Sen. Lindsey Graham of South Carolina, the top Republican on the panel, said there simply aren’t enough rich people to soak to make the math work on tax hikes alone.

“This budget will come to your neighborhood soon — there’s just not enough 1 percenters to bear all the load in this,” Mr. Graham said.

To fund his domestic agenda, Mr. Biden wants to increase the U.S. corporate tax rate from 21% to 28% and increase the top individual income tax rate from 37% to 39.6%, among other hikes.

Sen. Mitt Romney pressed Ms. Young on exactly what constitutes a “fair share” for the top 10% of earners to pay in taxes from the administration’s perspective.

“Should there be a higher percent that pays no income tax at all?” Mr. Romney, Utah Republican, asked Ms. Young.

“We … have to compare that to what they make compared to the top 1% and what they’re making,” she replied.

“The top 10% earn 40% of the income and are paying 71% of the taxes.

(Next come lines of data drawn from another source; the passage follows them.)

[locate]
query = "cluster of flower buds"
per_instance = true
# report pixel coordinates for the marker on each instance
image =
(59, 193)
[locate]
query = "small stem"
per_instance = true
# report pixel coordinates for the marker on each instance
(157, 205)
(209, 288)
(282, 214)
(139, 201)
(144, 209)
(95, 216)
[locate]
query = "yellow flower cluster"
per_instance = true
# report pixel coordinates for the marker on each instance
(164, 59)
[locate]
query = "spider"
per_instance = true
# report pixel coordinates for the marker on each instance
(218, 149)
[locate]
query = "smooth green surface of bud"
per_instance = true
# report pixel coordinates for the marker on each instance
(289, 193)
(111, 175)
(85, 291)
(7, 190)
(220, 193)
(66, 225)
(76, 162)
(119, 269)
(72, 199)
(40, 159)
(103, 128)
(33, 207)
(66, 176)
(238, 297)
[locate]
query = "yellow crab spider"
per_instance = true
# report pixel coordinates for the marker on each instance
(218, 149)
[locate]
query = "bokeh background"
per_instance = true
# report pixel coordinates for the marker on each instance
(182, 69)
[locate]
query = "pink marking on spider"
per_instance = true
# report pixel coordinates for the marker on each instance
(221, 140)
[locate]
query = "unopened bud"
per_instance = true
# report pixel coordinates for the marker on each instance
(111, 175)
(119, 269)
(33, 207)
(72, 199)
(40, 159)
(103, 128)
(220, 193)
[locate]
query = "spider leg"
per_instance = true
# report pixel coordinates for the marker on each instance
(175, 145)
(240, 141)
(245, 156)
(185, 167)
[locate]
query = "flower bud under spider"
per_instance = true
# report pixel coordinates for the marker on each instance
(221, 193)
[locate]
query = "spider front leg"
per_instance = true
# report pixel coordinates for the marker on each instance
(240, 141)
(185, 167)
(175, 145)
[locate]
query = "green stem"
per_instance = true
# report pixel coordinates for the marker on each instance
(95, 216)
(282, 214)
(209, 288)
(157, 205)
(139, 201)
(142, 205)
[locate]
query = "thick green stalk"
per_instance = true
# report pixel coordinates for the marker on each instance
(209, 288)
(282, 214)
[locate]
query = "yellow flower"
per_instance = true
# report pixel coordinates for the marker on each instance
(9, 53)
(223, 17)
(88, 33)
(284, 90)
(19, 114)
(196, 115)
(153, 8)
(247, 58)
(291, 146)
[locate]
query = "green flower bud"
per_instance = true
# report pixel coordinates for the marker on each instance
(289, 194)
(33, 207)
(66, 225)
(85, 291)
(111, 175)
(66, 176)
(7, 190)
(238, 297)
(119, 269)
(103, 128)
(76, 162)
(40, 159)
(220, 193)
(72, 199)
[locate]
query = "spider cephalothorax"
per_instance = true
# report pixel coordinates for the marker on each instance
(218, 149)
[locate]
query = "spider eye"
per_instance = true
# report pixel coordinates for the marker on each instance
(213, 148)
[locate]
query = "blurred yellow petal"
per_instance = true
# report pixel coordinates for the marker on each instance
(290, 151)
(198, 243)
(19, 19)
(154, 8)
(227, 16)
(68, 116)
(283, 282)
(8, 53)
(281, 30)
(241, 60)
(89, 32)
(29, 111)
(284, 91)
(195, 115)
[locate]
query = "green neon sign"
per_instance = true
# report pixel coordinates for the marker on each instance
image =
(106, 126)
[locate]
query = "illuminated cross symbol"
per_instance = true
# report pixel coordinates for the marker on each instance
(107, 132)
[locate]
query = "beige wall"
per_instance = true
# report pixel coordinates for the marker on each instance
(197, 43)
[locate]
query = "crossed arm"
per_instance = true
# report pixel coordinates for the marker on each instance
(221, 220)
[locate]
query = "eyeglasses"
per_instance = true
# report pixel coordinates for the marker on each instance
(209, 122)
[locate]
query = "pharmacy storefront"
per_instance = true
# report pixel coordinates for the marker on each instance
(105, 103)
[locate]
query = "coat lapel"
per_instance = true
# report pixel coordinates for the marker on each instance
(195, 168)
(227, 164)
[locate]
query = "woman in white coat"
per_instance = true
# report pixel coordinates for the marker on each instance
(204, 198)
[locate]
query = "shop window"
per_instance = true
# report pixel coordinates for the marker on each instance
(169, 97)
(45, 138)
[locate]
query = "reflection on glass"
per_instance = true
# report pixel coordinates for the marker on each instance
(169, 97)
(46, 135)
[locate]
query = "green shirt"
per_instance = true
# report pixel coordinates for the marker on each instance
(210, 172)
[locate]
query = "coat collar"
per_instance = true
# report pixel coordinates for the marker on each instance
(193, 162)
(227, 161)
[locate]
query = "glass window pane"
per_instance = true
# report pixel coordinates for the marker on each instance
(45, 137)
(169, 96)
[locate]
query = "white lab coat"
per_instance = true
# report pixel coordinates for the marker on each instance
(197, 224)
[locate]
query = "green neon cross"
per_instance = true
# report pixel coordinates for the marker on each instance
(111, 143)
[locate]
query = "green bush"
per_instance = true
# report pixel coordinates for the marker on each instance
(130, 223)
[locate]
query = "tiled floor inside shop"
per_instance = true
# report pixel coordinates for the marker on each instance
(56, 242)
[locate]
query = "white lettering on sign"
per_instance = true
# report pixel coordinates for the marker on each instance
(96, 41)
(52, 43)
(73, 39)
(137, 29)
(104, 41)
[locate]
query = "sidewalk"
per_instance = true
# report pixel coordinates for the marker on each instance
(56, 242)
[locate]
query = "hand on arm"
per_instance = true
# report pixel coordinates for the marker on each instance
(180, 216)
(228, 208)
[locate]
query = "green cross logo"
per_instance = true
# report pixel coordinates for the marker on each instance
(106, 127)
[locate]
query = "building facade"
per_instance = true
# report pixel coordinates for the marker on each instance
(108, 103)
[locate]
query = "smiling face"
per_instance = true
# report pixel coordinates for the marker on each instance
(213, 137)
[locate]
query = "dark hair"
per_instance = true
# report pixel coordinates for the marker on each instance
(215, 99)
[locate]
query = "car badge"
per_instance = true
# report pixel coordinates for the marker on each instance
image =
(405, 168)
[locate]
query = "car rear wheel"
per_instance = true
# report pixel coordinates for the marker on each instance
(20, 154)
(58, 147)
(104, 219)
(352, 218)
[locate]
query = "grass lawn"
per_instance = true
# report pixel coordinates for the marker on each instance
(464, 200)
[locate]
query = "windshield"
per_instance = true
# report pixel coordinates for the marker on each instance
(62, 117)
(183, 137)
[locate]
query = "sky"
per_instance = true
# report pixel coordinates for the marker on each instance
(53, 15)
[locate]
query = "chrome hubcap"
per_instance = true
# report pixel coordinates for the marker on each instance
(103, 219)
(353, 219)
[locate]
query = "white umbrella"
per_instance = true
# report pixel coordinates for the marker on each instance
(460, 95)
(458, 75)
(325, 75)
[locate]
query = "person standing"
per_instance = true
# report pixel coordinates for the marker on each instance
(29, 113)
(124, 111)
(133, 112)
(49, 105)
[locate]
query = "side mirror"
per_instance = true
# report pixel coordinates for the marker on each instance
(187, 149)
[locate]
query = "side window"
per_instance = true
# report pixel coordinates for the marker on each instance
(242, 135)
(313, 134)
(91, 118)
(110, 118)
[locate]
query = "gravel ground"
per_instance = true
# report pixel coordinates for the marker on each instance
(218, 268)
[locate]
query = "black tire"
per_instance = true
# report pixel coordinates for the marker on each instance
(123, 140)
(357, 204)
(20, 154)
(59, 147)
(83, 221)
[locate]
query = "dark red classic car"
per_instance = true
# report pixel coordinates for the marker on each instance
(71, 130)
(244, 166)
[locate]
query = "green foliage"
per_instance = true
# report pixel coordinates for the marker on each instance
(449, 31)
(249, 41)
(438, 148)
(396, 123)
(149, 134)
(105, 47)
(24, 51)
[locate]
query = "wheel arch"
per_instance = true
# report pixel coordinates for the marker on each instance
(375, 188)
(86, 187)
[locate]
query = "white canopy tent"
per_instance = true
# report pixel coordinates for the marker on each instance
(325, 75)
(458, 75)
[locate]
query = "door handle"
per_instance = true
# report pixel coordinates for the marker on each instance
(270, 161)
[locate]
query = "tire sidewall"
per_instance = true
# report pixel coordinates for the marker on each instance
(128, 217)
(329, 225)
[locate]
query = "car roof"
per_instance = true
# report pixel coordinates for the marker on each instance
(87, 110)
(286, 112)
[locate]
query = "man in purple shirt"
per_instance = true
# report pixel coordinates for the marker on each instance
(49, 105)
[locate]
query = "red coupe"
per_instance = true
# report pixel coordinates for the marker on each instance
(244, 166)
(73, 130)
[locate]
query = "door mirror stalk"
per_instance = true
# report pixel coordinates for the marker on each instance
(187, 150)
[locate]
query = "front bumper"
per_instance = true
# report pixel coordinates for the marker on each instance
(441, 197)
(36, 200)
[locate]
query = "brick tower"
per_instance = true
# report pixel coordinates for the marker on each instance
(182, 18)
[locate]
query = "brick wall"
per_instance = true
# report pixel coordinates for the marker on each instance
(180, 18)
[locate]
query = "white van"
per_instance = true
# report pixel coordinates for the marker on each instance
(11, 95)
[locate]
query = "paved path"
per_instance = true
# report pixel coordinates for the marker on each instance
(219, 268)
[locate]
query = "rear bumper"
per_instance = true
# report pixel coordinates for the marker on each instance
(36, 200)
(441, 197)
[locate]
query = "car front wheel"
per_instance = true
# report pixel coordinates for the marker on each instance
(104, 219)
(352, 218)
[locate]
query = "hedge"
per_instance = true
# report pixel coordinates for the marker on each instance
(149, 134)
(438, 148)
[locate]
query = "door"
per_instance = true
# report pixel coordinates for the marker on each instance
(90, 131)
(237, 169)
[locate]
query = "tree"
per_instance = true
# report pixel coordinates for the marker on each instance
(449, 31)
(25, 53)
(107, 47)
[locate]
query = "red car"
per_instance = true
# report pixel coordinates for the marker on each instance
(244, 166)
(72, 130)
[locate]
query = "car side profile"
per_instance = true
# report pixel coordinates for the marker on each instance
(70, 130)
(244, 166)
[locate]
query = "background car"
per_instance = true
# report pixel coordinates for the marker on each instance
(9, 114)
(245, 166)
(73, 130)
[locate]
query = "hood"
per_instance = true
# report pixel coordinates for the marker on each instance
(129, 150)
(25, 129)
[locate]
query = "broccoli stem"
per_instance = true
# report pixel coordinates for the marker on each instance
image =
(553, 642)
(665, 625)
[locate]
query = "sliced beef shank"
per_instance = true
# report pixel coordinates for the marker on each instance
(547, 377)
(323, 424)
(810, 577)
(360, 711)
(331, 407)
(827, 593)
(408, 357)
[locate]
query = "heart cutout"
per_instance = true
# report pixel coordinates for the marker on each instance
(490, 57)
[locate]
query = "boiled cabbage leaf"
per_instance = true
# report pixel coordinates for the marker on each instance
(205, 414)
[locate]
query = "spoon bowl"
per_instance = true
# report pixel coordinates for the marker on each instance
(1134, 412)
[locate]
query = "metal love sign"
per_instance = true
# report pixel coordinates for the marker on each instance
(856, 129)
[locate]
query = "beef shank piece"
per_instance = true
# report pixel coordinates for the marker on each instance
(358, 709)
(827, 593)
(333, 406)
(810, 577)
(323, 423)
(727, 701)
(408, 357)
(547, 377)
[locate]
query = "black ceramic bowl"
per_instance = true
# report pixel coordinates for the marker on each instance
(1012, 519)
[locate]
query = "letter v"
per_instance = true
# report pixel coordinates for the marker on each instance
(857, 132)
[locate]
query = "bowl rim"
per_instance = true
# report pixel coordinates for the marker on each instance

And so should they be paying 80% of the taxes? 85? 90?” Mr. Romney pressed.

“I think we’d have to look at what they’re paying compared to what they make,” Ms. Young said.

Mr. Biden’s budget plan doesn’t get the federal government to balance in a 10-year window and annual deficits would still top $1 trillion over the next decade.

Federal debt held by the public would continue to grow to record levels over the next decade under the president’s plan, swelling to 117% of the size of the U.S. economy by 2031.